Il culmine di quest’ipocrisia è stato certamente l’arresto di Aung San Suu Kyi che la giunta militare ha accusato, senza portare prove, di aver accettato una tangente da 600mila dollari, insieme a dell’oro del valore di 628mila dollari, mentre era al governo.

Il generale Zaw Min Tun, accusando di corruzione anche il presidente Win Myint e alcuni ministri, ha condotto numerosi politici agli arresti domiciliari. Suu Kyi è detenuta in un luogo segreto e deve affrontare accuse come l’ importazione illegale di walkie-talkie.

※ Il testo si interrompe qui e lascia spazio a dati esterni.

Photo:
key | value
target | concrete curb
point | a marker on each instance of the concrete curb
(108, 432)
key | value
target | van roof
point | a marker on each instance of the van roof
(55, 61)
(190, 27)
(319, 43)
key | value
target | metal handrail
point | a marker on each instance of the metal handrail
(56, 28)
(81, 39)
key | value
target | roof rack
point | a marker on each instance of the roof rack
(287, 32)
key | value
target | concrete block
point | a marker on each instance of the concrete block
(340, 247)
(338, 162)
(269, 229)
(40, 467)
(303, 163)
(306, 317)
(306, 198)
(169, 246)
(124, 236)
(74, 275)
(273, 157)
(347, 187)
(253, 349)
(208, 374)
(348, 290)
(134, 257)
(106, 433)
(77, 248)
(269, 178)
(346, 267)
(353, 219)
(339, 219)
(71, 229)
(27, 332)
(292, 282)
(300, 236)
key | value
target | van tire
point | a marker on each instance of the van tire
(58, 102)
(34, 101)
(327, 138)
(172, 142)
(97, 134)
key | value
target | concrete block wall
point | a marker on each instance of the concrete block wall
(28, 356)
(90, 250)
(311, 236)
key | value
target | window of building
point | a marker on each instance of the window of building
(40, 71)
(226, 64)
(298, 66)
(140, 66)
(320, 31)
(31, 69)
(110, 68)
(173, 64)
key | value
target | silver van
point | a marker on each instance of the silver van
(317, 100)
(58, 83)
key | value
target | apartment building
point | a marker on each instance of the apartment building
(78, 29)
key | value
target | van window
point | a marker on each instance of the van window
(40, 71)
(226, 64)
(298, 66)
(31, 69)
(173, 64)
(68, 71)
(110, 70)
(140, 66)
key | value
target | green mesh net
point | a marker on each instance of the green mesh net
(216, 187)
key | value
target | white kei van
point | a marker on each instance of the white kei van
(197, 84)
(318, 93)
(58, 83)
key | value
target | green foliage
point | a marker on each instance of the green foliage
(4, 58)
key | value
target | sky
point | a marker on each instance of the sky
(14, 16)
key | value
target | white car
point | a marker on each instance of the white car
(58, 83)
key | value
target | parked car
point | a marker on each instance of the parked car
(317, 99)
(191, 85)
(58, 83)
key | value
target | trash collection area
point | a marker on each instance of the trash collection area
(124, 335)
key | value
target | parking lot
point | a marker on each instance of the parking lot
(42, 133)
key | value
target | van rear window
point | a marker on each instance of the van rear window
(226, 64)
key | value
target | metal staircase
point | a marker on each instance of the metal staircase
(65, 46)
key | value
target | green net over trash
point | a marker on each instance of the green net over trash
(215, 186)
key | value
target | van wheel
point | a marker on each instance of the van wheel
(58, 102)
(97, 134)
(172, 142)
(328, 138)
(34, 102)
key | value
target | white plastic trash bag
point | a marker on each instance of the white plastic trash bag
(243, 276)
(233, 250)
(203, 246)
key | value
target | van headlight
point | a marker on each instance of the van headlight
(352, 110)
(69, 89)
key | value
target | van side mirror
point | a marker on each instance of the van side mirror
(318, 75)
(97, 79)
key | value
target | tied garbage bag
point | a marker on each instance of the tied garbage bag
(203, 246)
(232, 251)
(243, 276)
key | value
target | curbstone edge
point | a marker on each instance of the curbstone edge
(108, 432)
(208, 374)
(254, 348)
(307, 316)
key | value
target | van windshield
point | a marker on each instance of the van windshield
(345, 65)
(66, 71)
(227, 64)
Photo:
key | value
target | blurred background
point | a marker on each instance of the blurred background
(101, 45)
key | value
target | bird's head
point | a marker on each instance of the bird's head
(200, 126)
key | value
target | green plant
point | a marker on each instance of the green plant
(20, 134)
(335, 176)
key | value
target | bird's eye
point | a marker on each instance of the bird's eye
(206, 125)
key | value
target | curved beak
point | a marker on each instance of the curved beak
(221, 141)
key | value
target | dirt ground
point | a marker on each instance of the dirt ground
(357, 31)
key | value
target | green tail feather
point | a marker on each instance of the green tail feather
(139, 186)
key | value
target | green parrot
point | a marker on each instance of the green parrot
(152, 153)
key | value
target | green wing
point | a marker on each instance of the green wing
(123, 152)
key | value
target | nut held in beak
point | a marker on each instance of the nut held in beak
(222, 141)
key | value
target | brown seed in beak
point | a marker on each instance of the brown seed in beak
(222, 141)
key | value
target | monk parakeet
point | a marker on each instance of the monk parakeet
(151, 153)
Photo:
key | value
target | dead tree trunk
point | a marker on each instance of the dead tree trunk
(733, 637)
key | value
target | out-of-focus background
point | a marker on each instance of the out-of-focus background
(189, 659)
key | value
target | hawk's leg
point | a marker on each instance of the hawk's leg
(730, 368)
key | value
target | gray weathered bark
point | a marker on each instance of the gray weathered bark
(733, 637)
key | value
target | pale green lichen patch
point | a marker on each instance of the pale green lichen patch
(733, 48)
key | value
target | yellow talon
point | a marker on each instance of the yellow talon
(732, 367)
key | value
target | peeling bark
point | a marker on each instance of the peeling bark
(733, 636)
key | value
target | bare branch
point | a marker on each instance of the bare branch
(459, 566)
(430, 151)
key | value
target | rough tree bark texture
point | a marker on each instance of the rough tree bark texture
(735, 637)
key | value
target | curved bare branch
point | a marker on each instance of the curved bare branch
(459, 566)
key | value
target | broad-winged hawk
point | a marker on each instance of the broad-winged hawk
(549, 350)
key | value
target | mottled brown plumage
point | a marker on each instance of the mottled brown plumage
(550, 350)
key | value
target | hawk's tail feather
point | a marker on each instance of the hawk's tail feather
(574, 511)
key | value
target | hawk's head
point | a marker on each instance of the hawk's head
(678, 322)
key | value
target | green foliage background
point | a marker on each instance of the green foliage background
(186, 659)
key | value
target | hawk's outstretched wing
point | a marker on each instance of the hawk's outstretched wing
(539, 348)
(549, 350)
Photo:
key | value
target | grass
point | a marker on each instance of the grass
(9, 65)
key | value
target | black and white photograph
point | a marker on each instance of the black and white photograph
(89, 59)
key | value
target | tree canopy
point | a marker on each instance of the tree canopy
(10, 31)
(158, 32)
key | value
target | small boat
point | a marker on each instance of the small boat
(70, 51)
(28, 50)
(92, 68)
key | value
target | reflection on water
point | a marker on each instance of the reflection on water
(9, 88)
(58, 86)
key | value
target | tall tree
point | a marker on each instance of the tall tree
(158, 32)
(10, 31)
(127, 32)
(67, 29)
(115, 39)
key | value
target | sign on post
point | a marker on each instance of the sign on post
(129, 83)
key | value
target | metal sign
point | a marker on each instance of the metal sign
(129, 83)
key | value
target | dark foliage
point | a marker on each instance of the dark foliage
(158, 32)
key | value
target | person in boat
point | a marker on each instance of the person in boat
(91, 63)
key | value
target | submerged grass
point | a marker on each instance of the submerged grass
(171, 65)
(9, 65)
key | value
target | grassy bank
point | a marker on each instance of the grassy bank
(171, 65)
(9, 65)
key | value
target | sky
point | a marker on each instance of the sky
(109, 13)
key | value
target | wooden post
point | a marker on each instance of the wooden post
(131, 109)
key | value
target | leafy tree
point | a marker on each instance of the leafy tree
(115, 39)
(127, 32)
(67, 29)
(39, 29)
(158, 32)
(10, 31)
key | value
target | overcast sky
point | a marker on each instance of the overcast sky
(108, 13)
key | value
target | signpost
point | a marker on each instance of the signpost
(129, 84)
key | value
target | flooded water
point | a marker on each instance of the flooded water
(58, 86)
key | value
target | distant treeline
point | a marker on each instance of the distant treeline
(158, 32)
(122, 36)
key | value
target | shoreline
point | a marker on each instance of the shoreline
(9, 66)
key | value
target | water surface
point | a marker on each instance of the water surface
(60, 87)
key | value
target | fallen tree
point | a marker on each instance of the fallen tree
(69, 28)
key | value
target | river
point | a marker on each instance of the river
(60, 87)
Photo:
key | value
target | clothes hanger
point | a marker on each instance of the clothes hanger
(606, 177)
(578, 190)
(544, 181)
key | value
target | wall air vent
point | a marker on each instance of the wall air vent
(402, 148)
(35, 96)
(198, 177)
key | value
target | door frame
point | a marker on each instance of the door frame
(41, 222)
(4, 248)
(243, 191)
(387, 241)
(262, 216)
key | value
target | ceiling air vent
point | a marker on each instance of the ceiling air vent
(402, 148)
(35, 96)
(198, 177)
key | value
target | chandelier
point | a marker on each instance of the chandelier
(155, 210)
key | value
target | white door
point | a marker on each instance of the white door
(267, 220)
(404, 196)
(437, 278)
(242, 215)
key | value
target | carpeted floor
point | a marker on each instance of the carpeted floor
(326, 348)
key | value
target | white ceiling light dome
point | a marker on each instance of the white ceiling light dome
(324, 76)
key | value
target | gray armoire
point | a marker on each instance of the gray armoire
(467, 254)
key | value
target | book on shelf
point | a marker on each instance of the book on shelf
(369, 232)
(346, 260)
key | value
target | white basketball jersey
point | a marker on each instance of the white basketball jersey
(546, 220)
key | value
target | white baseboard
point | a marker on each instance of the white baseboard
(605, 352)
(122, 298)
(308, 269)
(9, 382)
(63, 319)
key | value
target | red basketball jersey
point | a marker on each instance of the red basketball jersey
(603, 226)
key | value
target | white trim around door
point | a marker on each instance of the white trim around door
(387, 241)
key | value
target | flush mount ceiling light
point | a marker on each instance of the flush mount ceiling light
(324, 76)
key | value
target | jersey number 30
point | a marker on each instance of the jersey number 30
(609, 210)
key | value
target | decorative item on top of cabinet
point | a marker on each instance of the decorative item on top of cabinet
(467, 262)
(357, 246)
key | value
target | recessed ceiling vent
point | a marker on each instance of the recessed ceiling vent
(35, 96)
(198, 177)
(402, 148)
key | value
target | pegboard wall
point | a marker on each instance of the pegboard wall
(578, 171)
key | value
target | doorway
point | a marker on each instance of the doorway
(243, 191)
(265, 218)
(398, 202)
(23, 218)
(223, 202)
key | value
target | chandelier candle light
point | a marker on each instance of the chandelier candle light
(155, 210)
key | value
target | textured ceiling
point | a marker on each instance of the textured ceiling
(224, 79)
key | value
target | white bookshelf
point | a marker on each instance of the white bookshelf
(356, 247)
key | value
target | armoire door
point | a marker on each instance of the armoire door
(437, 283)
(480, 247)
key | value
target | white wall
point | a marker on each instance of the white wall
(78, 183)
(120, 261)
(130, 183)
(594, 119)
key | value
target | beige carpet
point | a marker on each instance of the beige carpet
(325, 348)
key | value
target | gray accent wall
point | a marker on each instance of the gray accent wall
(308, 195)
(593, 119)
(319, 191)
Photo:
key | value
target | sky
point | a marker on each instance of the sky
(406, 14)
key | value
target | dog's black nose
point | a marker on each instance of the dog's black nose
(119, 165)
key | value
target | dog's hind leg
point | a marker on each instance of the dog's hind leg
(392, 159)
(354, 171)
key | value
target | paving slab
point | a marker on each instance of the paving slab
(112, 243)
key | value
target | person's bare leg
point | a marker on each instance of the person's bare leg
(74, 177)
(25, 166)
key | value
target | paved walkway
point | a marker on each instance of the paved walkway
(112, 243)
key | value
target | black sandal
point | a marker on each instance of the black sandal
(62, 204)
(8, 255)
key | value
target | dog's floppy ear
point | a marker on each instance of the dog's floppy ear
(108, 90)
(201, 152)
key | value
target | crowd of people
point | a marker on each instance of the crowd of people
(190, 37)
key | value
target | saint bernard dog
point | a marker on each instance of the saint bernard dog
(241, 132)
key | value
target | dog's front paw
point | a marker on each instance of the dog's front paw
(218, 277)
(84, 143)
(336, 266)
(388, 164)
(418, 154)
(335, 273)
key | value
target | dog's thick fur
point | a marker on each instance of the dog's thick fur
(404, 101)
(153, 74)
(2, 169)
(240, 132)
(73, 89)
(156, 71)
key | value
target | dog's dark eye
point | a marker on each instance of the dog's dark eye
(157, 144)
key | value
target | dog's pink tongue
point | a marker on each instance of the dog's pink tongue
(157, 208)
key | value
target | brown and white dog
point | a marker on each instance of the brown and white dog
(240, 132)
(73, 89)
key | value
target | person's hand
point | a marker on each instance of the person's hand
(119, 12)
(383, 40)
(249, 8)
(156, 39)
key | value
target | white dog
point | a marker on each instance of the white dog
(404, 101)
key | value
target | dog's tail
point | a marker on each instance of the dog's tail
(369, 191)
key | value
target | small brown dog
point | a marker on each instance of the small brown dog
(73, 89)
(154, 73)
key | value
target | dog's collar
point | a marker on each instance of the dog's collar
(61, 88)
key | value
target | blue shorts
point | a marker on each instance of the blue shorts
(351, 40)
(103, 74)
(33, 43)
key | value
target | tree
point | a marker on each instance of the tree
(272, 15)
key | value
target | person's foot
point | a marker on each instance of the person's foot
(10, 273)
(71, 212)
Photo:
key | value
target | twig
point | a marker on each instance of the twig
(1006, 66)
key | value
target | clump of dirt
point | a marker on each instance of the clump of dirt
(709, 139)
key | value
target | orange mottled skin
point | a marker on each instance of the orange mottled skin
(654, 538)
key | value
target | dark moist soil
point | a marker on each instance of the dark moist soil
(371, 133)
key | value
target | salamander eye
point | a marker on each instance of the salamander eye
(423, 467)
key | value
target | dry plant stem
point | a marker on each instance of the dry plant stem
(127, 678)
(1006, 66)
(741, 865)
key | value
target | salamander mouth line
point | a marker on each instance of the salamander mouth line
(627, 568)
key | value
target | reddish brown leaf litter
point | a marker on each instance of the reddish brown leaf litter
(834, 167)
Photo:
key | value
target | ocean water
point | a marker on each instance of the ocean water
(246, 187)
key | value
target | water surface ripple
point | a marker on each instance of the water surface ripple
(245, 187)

Aung San Suu Kyi, alla veneranda età di 75 anni, sta ancora combattendo duramente per il suo paese e persino ora, da dietro le sbarre, i suoi ideali spingono migliaia di civili a non demordere di fronte alla dura repressione dell’esercito. I suoi sforzi nei confronti della sua patria rischiano di andare perduti, ma il suo coraggio ha segnato la storia di una nazione e sarà di insegnamento per il mondo intero.